Más allá de la legítima duda, de lo que se trata es de avanzar con solidez en la construcción de una plataforma constitucional desde la cual el Estado y la sociedad puedan revisar a fondo sus relaciones primordiales para redefinir sus proyectos para la nación, sus regiones, sus fuerzas sociales. Es decir, la iniciativa senatorial debería abrirnos cauce para emprender la verdadera reforma política que hace falta: la del Estado en su conjunto, la del régimen político, sin duda, pero también, y sin soslayos ridículos, la de un orden económico social corroído que sólo desde el dogmatismo rupestre puede pretender mantenerse.

Para esta inmersión en nuestro adolorido y lodoso subsuelo no parece haber mejor carta de navegación que la que nos ofrecen los derechos humanos fundamentales. El reto es asumirlos como objetivo central, no sectorial y mucho menos ocasional, como suele pasarnos cuando caemos en la trampa conceptual de sectorizar lo irreductible. Y es esta oportunidad valiosa abierta por la propuesta del Senado.

Sin embargo, debe admitirse sin ambages que este empeño enfrenta hoy una abrumadora crisis de seguridad que recoge niveles insólitos de desprotección social y personal, así como la erosión de los tejidos básicos, legales y consuetudinarios, en los que hemos sustentado nuestra siempre difícil convivencia comunitaria. Diariamente, hasta volverse inercia ponzoñosa, vivimos este desastre por lo que solíamos conocer como la nota roja y hoy define las primeras planas.

Pero incluso esta inercia letal se ve alterada para advertirnos que lo peor se ha vuelto futuro, como ocurrió este miércoles, un día antes de que el Senado aprobara sus cruciales reformas. Ese día, el general Galván, secretario de la Defensa, luego de advertir que el Ejército seguirá en las calles de cinco a 10 años más, habría solicitado a diputados de la Comisión de Defensa Nacional una legislación emergente, porque en este momento los militares llevan a cabo una tarea que legalmente no les corresponde (La Jornada, 08/04/10, p. 5, nota de Roberto Garduño y Enrique Méndez).

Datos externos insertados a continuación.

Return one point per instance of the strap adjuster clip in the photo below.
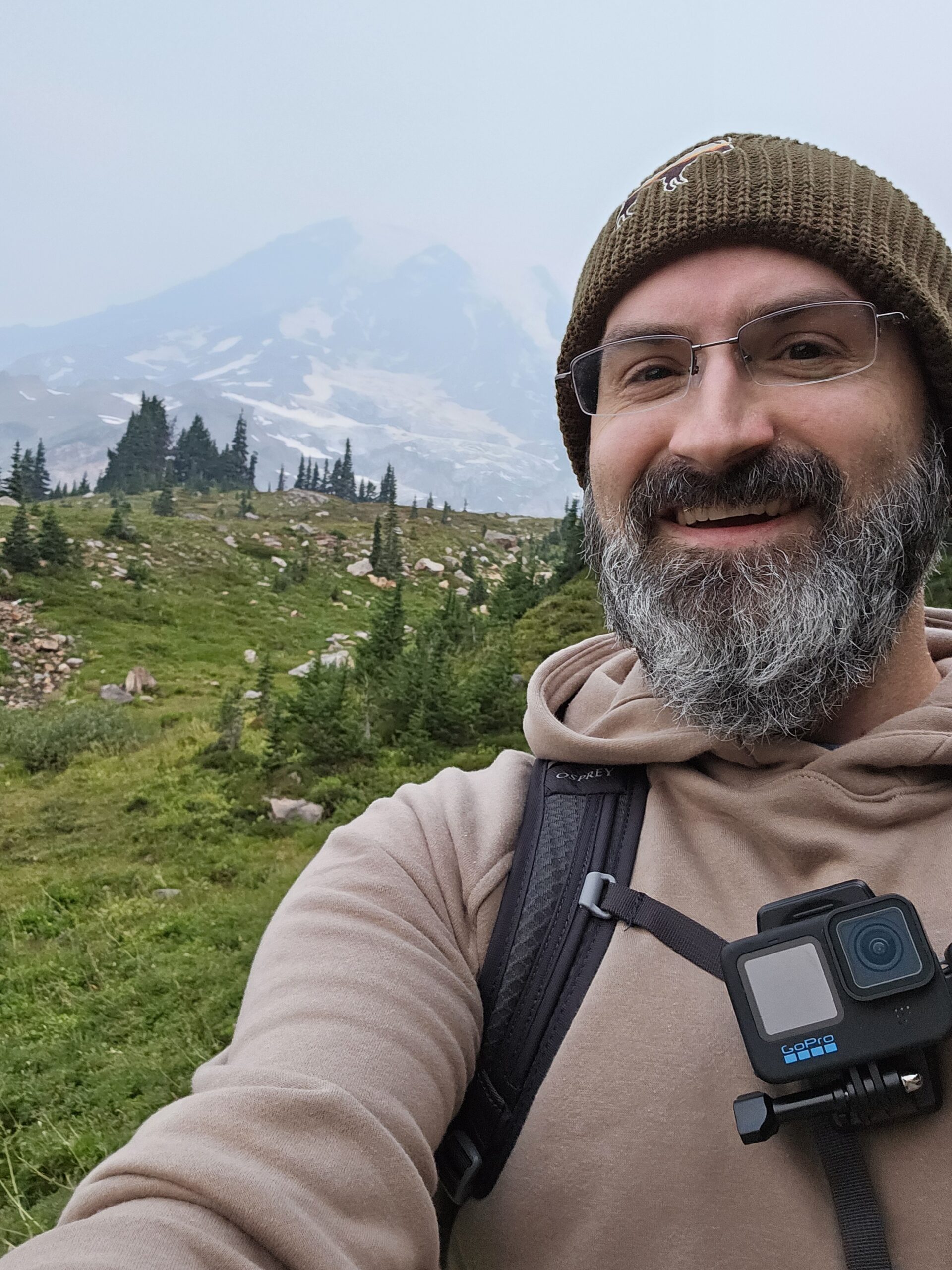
(592, 890)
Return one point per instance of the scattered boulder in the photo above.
(116, 694)
(139, 680)
(295, 810)
(337, 657)
(507, 541)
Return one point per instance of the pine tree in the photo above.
(14, 482)
(53, 544)
(21, 553)
(390, 556)
(197, 461)
(28, 477)
(164, 502)
(41, 477)
(137, 463)
(348, 488)
(386, 642)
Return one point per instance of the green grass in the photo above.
(111, 996)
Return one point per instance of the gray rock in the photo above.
(139, 679)
(116, 694)
(295, 810)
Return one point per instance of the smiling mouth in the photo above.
(733, 516)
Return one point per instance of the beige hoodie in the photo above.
(309, 1142)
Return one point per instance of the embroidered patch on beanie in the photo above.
(674, 175)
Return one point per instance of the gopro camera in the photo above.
(838, 983)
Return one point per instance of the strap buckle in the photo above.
(592, 890)
(459, 1162)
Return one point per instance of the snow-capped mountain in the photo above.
(334, 332)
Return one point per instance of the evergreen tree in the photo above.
(53, 544)
(28, 477)
(137, 463)
(264, 684)
(196, 457)
(386, 642)
(41, 477)
(348, 489)
(14, 482)
(21, 553)
(390, 554)
(376, 550)
(164, 502)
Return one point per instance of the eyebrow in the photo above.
(633, 330)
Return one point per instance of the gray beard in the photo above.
(760, 644)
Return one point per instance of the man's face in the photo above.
(866, 425)
(760, 624)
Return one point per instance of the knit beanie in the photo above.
(776, 193)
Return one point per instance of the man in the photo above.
(756, 385)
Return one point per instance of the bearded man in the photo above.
(754, 389)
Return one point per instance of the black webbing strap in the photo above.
(853, 1197)
(841, 1153)
(683, 935)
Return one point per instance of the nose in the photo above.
(725, 417)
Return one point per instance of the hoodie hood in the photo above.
(591, 702)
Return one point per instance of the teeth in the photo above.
(696, 515)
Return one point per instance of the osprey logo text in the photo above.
(673, 176)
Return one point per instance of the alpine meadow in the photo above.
(200, 681)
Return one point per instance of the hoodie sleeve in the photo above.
(309, 1142)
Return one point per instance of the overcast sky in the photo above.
(144, 143)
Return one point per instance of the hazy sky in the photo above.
(148, 141)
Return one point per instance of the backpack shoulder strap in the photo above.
(542, 955)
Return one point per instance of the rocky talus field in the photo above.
(148, 829)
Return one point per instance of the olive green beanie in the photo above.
(777, 193)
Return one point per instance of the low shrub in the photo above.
(50, 738)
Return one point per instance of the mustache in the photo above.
(777, 474)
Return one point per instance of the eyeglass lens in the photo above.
(808, 345)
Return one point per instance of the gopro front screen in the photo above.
(790, 988)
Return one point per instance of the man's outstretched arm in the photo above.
(310, 1141)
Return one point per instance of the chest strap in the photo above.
(841, 1153)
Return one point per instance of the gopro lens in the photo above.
(880, 948)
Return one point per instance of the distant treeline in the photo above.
(149, 454)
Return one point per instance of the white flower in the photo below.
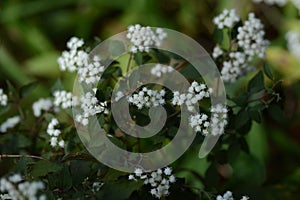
(160, 69)
(228, 196)
(244, 198)
(41, 104)
(293, 42)
(199, 122)
(195, 93)
(91, 73)
(226, 19)
(251, 38)
(9, 123)
(54, 134)
(272, 2)
(159, 180)
(143, 38)
(217, 52)
(147, 98)
(90, 106)
(218, 119)
(3, 98)
(64, 99)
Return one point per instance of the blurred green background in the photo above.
(34, 32)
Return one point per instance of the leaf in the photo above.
(61, 179)
(119, 190)
(42, 168)
(44, 65)
(26, 90)
(268, 72)
(256, 83)
(82, 155)
(241, 119)
(255, 115)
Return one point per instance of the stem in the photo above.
(129, 62)
(22, 156)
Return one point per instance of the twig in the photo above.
(22, 156)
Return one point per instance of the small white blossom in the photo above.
(293, 43)
(159, 180)
(3, 98)
(73, 59)
(15, 188)
(90, 106)
(119, 95)
(272, 2)
(64, 99)
(251, 38)
(228, 196)
(147, 98)
(9, 123)
(158, 70)
(195, 93)
(143, 38)
(218, 119)
(217, 52)
(54, 134)
(91, 73)
(200, 123)
(41, 104)
(226, 19)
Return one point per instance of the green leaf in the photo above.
(255, 115)
(256, 83)
(268, 72)
(26, 90)
(116, 48)
(242, 118)
(42, 168)
(119, 190)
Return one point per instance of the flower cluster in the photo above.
(147, 98)
(77, 60)
(16, 188)
(293, 43)
(90, 106)
(91, 73)
(3, 98)
(226, 19)
(272, 2)
(228, 196)
(41, 104)
(143, 38)
(250, 43)
(251, 38)
(159, 180)
(218, 119)
(217, 52)
(9, 123)
(54, 134)
(64, 99)
(199, 123)
(160, 69)
(196, 92)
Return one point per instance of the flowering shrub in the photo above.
(43, 157)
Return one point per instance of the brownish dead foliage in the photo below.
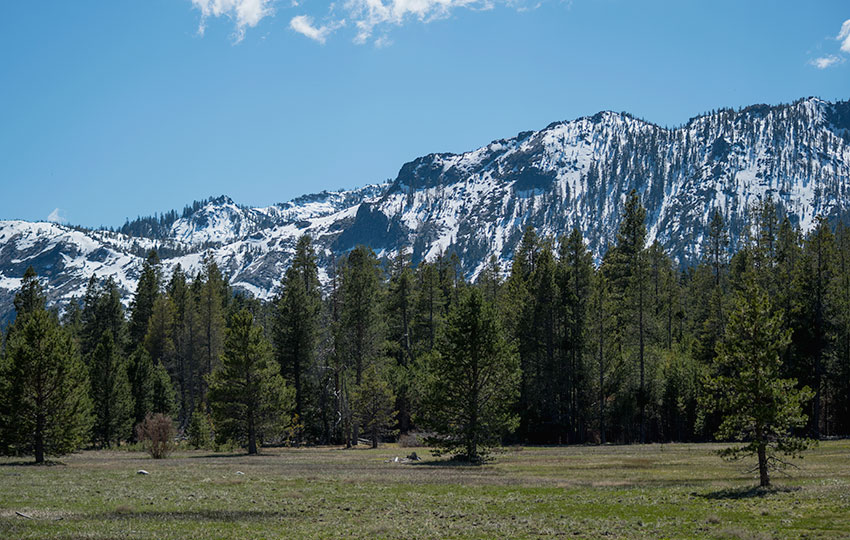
(156, 432)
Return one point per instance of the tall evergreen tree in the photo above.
(758, 406)
(399, 316)
(147, 291)
(111, 395)
(210, 304)
(296, 327)
(44, 403)
(813, 314)
(474, 381)
(373, 402)
(574, 278)
(250, 400)
(627, 273)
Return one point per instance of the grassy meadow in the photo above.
(651, 491)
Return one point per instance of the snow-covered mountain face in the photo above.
(478, 203)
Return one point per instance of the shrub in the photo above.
(156, 433)
(413, 439)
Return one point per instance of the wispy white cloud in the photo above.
(369, 15)
(826, 61)
(245, 13)
(57, 216)
(371, 19)
(830, 60)
(303, 24)
(844, 36)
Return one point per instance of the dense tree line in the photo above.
(555, 349)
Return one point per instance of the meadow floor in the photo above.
(651, 491)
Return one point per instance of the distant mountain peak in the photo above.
(477, 203)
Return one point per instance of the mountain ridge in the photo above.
(477, 203)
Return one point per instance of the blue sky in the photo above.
(115, 109)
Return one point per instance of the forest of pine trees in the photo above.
(553, 350)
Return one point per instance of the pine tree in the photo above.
(361, 329)
(373, 403)
(250, 401)
(147, 291)
(399, 315)
(574, 278)
(758, 406)
(296, 326)
(627, 273)
(813, 314)
(210, 302)
(111, 395)
(474, 382)
(44, 402)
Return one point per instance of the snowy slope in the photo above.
(574, 173)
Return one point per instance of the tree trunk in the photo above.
(642, 396)
(764, 479)
(39, 438)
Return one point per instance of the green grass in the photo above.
(652, 491)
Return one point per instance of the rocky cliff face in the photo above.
(574, 173)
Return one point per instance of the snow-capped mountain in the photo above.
(574, 173)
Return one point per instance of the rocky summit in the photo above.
(477, 204)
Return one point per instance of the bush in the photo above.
(199, 431)
(413, 439)
(156, 433)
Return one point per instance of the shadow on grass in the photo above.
(447, 463)
(231, 455)
(191, 515)
(745, 492)
(30, 463)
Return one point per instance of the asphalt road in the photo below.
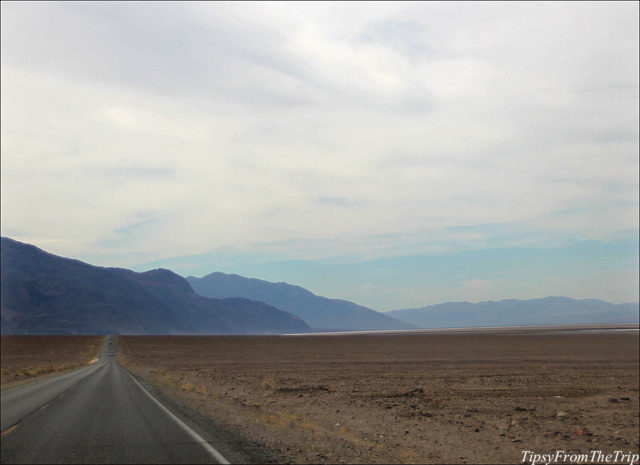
(99, 414)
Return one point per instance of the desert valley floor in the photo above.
(412, 398)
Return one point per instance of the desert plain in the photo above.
(474, 397)
(25, 358)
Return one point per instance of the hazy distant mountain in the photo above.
(547, 311)
(46, 294)
(319, 312)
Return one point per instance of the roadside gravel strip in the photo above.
(98, 414)
(16, 403)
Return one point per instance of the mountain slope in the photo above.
(319, 312)
(546, 311)
(47, 294)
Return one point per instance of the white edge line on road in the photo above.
(216, 455)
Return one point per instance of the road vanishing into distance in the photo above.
(97, 414)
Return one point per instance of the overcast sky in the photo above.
(394, 154)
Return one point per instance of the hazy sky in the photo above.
(394, 154)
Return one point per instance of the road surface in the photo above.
(98, 414)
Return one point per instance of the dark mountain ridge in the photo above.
(512, 312)
(319, 312)
(43, 293)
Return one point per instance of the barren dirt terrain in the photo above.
(413, 398)
(25, 358)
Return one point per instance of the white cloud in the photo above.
(221, 124)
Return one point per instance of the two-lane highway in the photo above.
(99, 414)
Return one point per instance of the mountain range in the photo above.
(546, 311)
(321, 313)
(47, 294)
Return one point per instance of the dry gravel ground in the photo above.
(25, 358)
(412, 398)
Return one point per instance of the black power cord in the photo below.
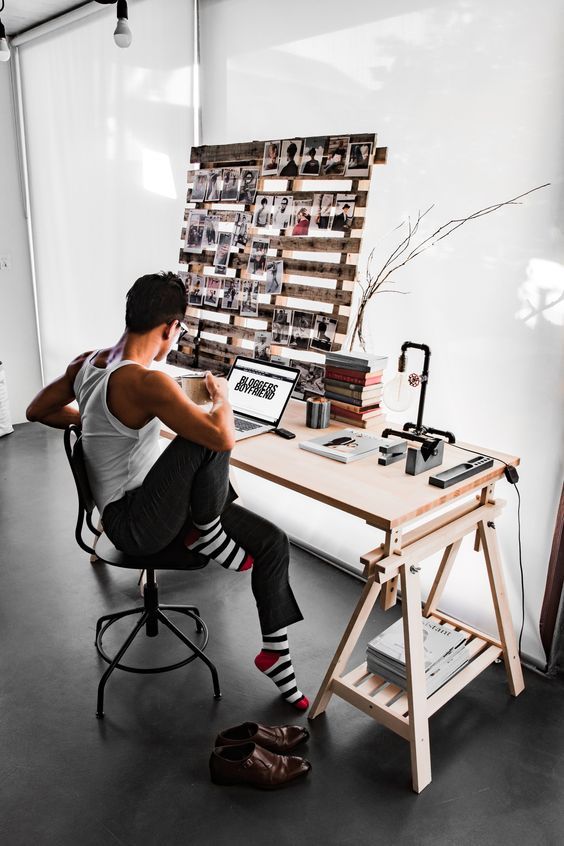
(512, 477)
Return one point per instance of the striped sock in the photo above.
(210, 540)
(274, 661)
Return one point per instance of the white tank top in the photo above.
(117, 458)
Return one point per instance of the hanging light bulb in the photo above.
(4, 48)
(122, 33)
(398, 393)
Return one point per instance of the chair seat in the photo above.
(173, 557)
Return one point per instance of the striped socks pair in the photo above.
(210, 540)
(275, 662)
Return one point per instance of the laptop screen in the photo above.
(260, 389)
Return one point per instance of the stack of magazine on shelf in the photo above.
(353, 383)
(444, 650)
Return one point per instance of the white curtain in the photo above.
(109, 132)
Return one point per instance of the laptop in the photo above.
(259, 392)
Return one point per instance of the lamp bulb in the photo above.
(122, 33)
(398, 393)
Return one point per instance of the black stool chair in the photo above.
(151, 612)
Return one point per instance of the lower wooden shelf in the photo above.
(388, 704)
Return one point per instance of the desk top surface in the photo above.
(385, 497)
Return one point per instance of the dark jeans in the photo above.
(190, 484)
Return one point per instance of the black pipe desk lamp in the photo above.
(432, 449)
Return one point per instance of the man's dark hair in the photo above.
(154, 299)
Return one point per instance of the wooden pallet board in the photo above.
(319, 270)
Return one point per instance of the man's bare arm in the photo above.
(52, 405)
(165, 399)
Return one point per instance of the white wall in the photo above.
(109, 134)
(18, 337)
(467, 97)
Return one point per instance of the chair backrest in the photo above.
(86, 504)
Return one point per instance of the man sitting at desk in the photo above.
(181, 498)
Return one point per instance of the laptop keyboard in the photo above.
(245, 425)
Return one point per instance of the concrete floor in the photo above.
(140, 776)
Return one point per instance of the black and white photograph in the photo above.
(358, 159)
(312, 157)
(321, 212)
(281, 325)
(290, 154)
(271, 158)
(263, 342)
(302, 325)
(302, 217)
(213, 191)
(274, 276)
(263, 210)
(311, 379)
(344, 212)
(256, 267)
(336, 156)
(211, 232)
(195, 231)
(249, 298)
(199, 186)
(230, 187)
(196, 289)
(282, 208)
(241, 229)
(222, 252)
(231, 288)
(248, 185)
(212, 292)
(323, 333)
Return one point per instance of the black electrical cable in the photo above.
(512, 477)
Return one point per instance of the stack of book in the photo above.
(444, 651)
(353, 383)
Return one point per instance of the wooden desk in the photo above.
(387, 498)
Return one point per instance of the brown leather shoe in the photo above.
(250, 764)
(276, 738)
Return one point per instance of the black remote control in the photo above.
(284, 433)
(461, 471)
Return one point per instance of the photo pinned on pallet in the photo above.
(196, 289)
(321, 212)
(231, 292)
(281, 325)
(256, 267)
(248, 185)
(274, 276)
(358, 159)
(222, 251)
(344, 213)
(195, 231)
(241, 229)
(213, 191)
(290, 156)
(199, 186)
(230, 186)
(302, 325)
(211, 232)
(263, 210)
(324, 331)
(336, 155)
(262, 345)
(282, 211)
(212, 292)
(302, 217)
(271, 157)
(312, 158)
(311, 379)
(249, 298)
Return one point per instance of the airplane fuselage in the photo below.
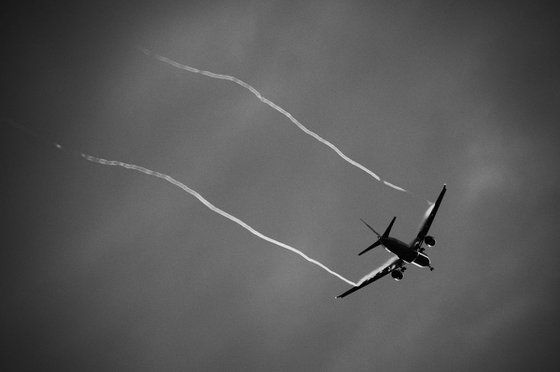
(405, 252)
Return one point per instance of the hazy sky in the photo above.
(105, 268)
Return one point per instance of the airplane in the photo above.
(412, 253)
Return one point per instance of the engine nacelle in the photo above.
(430, 241)
(397, 275)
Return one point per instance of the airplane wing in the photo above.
(429, 219)
(378, 273)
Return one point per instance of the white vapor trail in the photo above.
(275, 107)
(211, 207)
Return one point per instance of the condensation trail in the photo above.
(211, 207)
(275, 107)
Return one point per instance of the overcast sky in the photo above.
(105, 268)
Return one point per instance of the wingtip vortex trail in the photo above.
(275, 107)
(213, 208)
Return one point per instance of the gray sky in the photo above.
(104, 268)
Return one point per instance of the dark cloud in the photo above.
(104, 268)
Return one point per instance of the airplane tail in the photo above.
(379, 237)
(388, 230)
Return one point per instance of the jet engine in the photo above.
(397, 275)
(430, 241)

Éste no es, no puede ser, un asunto sectorial cuya vista corresponda a la secretaría o la comisión respectiva. Aparte de general de división, Galván es secretario del Presidente de la República y el directo e inmediato responsable del cuerpo mayor donde el Estado deposita su monopolio legítimo de la violencia. Por eso, no se avanzará un ápice en la tarea de reconstruir la República como una democracia constitucional propiamente dicha, si no se esclarece el panorama desolador que con franqueza rayana en lo brutal pintó el secretario Galván, quien por eso, por ser secretario, no pudo haber hablado donde lo hizo por cuenta propia.

Debería ser la hora y la era de los derechos, pero para nosotros es, sin remedio, la hora del lobo.